In just a few years, Outfit7’s portfolio has grown to include 19 games with over 8 billion downloads. But big numbers bring big challenges. One of them is how to deal with such huge amounts of data in a timely and cost-effective manner. Our games hit the backend infrastructure with around 8 billion rows of data per day that take up 2.5 TB of space – and those numbers grow daily. This data is in a raw form and, to be useful, it needs to be processed, aggregated, extracted, and transformed. Above all, it has to be treated securely.
If we were to use normal relational database solutions, building a system that would be able to ingest and operationally function with such amount of data – not to mention handling the explosion of hardware storage space and related costs – would be a daunting task. It would require an army of sysops/devops/DB engineers.
So, to find a way around this, we decided to look at cloud platforms. Google’s solution, the Google Cloud Platform (“GCP”) is steadily becoming one of the best. Outfit7 Group heavily leverages one of the GCP’s flagship services, BigQuery; a serverless, highly scalable, low cost enterprise data warehouse. The service has no problems ingesting the data Outfit7 deals with. In fact, the querying power is just astonishing.
BigQuery Across Different Departments
We use BigQuery in numerous ways across the company. Our backend department has a special data team that – complying with all laws including GDPR – takes care of data ingestion, transformation, and delivery to appropriate stakeholders. To give you an example, we generate around 50 aggregates that form the basis for further analysis in the Analytics and Controlling departments. The main aggregates we prepare for the Analytics team are the retention and user segments, while the Controlling team is more focused on the daily and monthly revenue aggregates, user live time values, and daily active users aggregates.

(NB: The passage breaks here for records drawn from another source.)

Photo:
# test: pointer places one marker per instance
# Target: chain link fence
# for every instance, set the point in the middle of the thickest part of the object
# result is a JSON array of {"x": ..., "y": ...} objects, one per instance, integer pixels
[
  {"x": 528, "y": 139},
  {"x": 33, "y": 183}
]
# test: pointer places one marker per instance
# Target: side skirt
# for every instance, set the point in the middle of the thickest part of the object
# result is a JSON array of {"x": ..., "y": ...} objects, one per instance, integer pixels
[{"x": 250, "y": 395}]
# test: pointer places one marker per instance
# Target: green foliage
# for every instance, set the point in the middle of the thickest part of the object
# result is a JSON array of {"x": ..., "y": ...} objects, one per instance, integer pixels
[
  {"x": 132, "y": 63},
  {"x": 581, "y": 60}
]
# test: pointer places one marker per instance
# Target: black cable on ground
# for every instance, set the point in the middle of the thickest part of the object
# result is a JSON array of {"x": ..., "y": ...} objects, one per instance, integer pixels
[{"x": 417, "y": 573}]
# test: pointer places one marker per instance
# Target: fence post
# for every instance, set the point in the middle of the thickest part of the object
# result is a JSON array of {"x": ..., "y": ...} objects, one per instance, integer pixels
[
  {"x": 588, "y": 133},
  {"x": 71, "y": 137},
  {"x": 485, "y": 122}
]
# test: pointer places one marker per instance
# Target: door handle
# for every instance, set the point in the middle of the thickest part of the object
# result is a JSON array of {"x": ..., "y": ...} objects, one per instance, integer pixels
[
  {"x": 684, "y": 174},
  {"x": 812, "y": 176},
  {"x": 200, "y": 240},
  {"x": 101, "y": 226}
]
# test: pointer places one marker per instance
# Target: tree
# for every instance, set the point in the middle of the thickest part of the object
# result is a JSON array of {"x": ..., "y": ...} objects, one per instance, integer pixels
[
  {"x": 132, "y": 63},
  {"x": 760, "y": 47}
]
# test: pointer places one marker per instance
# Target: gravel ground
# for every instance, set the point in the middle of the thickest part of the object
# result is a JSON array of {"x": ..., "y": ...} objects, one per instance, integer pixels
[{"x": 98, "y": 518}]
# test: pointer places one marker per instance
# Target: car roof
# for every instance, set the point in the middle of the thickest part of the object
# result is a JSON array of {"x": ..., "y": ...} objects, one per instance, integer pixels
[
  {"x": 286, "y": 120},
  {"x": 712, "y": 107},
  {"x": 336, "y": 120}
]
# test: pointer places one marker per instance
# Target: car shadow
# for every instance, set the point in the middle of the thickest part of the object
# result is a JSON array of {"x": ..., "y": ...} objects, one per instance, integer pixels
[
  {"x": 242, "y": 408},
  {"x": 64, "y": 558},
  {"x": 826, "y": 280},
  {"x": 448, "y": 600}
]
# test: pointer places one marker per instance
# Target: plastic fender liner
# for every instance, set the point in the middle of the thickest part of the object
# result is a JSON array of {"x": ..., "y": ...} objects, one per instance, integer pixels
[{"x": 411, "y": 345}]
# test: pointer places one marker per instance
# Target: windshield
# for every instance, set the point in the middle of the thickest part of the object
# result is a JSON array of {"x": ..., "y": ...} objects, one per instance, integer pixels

We also closely collaborate with the Ad Ops and App Sales teams. In this part of the company, daily ad sales, ad mediation and paid user acquisition reports and aggregates need to be calculated. The data is then consumed and evaluated with the preferred tool of choice for each department. The Analytics department relies heavily on iPython and R, Controlling is mainly focused on Tableau reports and the visual representation of data, and the Ad Ops and Ad Sales departments rely on custom made dashboards, Google DataStudio reports, and ad-hoc analysis with Excel/Sheets.
To illustrate the point further, consider the following query. Anyone can run it on the publicly available BQ datasets that come bundled out of the box with a free GCP account.
Fig. 1: Query example on BQ.
The underlying “trips” table contains 130GB and more than 1.1 billion rows of data that represent yellow taxi fares in New York City from 2009 to 2015. The query included a yearly breakdown of vendors operating in the NYC area, their revenue, average fare cost, the distance traveled, and the total number of fares. It took 4.5 seconds to produce 16 rows of a high level report, which could then be downloaded as a csv or JSON file, saved to a new table, or a Google Sheets document, etc.
Fig. 2: High level aggregation report from a table containing more than 1.1 billion rows of data, which took 4.5 seconds to produce.
Imagine that: it took BigQuery less time to scan 130GB of data and spit out a condensed report than it would take you to say “Where’s the star schema and other data warehousing buzzword shenanigans?” If that isn’t impressive for a data guy, I don’t know what is. All the upsides aside, however, there’s no such thing as free lunch. If that wasn’t a test, the above query would cost $0.15, excluding the cost of storage, which would bring the amount up to $2.60 per month, decreasing to $1.30 per month after three months.
But the days of a data backend engineer aren’t just filled with writing and running BigQuery jobs in one of the various language flavours we’re using, like Bash, Python, Java, etc. They’re also filled with other engineering tasks that are necessary to hold the whole infrastructure together. Nevertheless, if, at the end of the day, we had to choose and point to one of the tools in the GCP arsenal that currently saves the Data and Backend teams the most amount of time, we’d probably say it’s BigQuery. In a competitive industry such as gaming, you need to have a reliable support system that continues to pave the way forward and, for us, that’s BigQuery.